2nd Speaker of the National Assembly of Kenya
- In office 6 February 1970 – 1988
- Preceded by: Humphrey Slade
- Succeeded by: Moses Kiprono arap Keino
- Constituency: Kitui County

Minister for Health and Housing
- In office 1963–?
- President: Jomo Kenyatta

Member of the Legislative Council of Kenya
- In office 1961–1963
- Constituency: Kitui North

Personal details
- Born: Kitui, Kenya
- Died: Nairobi, Kenya
- Party: KANU

= Fred Mbiti Gideon Mati =

2nd Speaker of the National Assembly of Kenya

Fredrick Mbiti Gideon Mati was the first African and longest serving Speaker of the Kenyan Parliament, having been elected speaker on 6 February 1970, taking over from Humphrey Slade, and serving until April 1988.

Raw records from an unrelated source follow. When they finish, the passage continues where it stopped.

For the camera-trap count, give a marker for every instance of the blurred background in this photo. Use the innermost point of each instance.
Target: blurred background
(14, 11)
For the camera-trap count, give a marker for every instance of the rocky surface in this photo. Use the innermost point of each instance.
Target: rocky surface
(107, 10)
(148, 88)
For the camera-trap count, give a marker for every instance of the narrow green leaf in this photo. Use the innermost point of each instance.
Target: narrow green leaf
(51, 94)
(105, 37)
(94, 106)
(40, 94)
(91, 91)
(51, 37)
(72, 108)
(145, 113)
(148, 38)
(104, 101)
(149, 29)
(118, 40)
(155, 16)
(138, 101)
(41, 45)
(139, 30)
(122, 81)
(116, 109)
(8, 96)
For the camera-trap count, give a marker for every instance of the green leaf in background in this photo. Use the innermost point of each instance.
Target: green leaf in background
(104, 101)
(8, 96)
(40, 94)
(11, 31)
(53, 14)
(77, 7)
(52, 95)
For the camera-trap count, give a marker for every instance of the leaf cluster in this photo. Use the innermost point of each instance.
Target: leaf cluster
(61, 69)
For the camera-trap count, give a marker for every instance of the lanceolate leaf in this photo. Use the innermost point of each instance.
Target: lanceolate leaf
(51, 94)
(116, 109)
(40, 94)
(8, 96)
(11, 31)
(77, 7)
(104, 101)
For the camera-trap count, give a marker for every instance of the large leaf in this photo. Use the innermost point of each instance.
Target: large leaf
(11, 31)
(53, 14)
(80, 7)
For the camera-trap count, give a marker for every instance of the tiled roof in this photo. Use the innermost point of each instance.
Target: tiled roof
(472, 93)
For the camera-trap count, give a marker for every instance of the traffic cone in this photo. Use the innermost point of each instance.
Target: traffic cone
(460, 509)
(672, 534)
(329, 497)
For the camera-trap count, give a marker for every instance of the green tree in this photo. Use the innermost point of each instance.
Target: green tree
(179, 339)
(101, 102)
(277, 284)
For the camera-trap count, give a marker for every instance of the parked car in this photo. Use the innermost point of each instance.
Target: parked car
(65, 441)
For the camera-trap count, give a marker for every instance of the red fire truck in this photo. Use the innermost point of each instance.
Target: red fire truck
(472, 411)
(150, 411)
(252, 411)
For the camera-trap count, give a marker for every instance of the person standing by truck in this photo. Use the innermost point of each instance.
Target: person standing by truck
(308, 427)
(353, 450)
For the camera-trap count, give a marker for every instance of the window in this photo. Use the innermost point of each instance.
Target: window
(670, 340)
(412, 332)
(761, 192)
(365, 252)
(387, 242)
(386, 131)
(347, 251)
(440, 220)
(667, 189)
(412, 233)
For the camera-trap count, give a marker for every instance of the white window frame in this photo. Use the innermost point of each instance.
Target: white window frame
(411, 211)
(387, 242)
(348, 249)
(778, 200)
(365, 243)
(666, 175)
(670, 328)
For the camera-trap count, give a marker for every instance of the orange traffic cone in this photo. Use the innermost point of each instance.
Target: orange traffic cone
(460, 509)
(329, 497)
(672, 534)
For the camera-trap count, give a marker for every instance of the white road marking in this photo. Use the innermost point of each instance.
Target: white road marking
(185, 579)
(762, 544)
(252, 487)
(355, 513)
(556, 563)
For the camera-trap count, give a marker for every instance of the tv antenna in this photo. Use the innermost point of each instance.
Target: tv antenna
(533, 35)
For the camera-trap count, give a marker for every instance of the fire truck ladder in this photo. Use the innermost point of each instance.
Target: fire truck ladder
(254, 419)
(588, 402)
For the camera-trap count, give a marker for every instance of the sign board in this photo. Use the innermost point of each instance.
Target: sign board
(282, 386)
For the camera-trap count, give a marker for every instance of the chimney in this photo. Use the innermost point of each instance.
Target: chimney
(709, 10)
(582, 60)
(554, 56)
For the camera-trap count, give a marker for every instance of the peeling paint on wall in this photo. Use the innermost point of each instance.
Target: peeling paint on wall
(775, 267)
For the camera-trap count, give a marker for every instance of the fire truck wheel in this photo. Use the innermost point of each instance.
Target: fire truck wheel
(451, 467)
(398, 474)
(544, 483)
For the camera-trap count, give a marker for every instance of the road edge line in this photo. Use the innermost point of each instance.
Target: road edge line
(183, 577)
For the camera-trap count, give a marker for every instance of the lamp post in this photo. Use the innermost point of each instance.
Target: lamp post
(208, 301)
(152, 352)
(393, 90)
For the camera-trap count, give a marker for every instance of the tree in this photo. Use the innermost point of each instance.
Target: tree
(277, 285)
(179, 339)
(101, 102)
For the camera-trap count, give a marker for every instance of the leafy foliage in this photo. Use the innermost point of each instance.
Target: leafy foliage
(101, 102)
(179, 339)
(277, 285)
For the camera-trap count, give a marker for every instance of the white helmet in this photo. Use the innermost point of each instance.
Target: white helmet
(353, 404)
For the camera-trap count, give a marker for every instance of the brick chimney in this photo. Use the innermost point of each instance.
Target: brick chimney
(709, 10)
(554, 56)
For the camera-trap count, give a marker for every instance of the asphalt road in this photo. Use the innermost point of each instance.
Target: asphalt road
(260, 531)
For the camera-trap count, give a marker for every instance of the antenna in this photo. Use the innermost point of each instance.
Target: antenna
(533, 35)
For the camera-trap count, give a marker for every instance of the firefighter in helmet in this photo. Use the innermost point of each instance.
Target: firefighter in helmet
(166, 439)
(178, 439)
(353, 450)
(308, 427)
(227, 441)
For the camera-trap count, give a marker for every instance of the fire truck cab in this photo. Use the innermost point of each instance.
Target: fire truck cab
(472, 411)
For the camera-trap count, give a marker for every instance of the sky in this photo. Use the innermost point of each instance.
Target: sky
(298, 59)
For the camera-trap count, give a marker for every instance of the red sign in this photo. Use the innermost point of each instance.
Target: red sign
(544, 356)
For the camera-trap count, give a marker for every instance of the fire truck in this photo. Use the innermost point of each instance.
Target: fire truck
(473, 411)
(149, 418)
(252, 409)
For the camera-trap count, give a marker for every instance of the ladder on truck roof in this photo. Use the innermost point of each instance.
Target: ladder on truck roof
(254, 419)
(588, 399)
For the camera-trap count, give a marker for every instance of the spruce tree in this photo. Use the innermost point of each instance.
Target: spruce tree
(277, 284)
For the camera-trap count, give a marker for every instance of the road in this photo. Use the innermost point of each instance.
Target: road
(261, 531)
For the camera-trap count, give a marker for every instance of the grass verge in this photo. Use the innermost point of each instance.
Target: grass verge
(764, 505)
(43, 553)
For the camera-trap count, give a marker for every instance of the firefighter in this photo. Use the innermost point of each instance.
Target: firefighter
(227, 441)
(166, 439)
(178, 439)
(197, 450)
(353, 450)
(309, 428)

Mati was the Minister for Health and Housing in the coalition government prior to Kenya's independence in 1963. He was also a member of the Legislative Council of Kenya from 1961 and the first MP for Kitui North, now current Kitui County, having studied at Migwani D.E.B primary school, serving from 1963 to his election as Speaker in 1970.

He was one of the first two people from Ukambani to receive a university degree.